25 September, 2013

Writers and Editors: it doesn't have to be a bad relationship

Now that I'm on a more even emotional keel about this topic, it's time to put this out there.

The relationship between writer and editor is notoriously bad. You want to know why? It is the same reason as anyone is misunderstood: writers often make assumptions about editors that simply often aren't true. Especially they assume that there is an adversarial relationship between them and the editor.

The truth is, (most) editors want to make writers shine. They enjoy getting people's work out there, that is why they do the job. One of my greatest joys is seeing writers grow in their writing. I've had the privilege of seeing some of those in the three years I've been working as a magazine editor and it's been so exciting to see.

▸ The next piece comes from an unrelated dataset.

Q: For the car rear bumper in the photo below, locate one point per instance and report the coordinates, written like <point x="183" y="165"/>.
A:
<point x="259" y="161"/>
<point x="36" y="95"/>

Another reason why editors are "hated" is that writers can get very precious about their words and don't like it when editors don't have the same feelings.

However, less well known is that editors dislike a lot of things that writers do too! In the book Handbook of Magazine Article Writing (Edited by Michelle Ruberg) they list types of writers that magazine editors hate:

  • who have an "every word is precious" mentality
  • who miss deadlines without prior warning
  • prima donnas: they hate to be edited and throw a tantrum when even the smallest things is changed
  • pests: they repeatedly communicate with editors, to the point of being a bother
  • free spirits: who don't stick to editors' guidelines, deadlines, word counts etc.
  • invisibles: who don't respond to editor's emails in a timely fashion

Yep, I've dealt with all of these, and for some people, more than one category applies. Unfortunately we are a voluntary organisation, so it isn't as easy to not deal with a troublesome writer as it would be in a paying magazine, in which such a writer wouldn't be offered any further writing assignments.

Here's a great post on this topic: http://www.jeffvandermeer.com/2009/01/19/top-five-things-editors-hate-and-what-do-you-hate which also gives a good list of what editor's hate.

On the more positive note, I love this post, "Three words your editor wants to hear." Here's a quote:
...when the author is fearless and ego-less, willing to listen and able to use the editor’s ideas as just a springboard, great things happen. It’s exciting to be a part of it.
Here's another one, "Five Reasons Why Writers Hate Editors, and One Reason it Doesn't Matter."
If you want to be a writer, get over yourself and learn to love your editors. Hate cracking eggs all you want but you can’t make an omelet without it. 
What about me? What do I want writers to know?

Much of the nitty gritty I want them to know is in our magazine's style guide, but the most important thing I'd like them to know is that we are working to make their work shine. And if they choose to work together with us in a mature manner, that can be a joyful process for us both.


David Ferguson said...

With my grand total of one publication, I need to admit that the editing process was challenging (you do fall in love with your work) but ultimately made a much better product.

Unfortunately it is hard to draw the fine line between critique and criticism when you have made yourself vulnerable by offering your work.

Ken Rolph said...

When our dog gets scruffy we put him on the back patio table and take to him with brush and clippers. He sits that with his nose in their air and a look of satisfaction as the electric clippers vibrate over his skin. It reminds me of how I feel when being edited.

I suppose I have the advantage of being in the book business for almost half a century. That means I started way back when editors were rare and very professional. Before we all got into slef publishing and everyone was a nauthor. After you see what goes into making a book from beginning to end you are less inclined to be precious about your own writing. You learn to see it as raw material.

The best editors are like those invisible elves which fix the shoes overnight. They strive to clarify what you are trying to say, rather than replace it with what they want to say. They pick up on your bad habits (like started too many sentences with: So . . .).

It has certainly got more difficult today with, so many amateurs getting into the act. Recently I had a young person offer to look over something I was writing. She wrote to me, "If you want me to look at it, send me a email". I don't think so!

Wendy said...

Oh yes, Ken, I've gotten to appreciate editors and don't like to submit my work to anyone without having had someone discerning look at it first.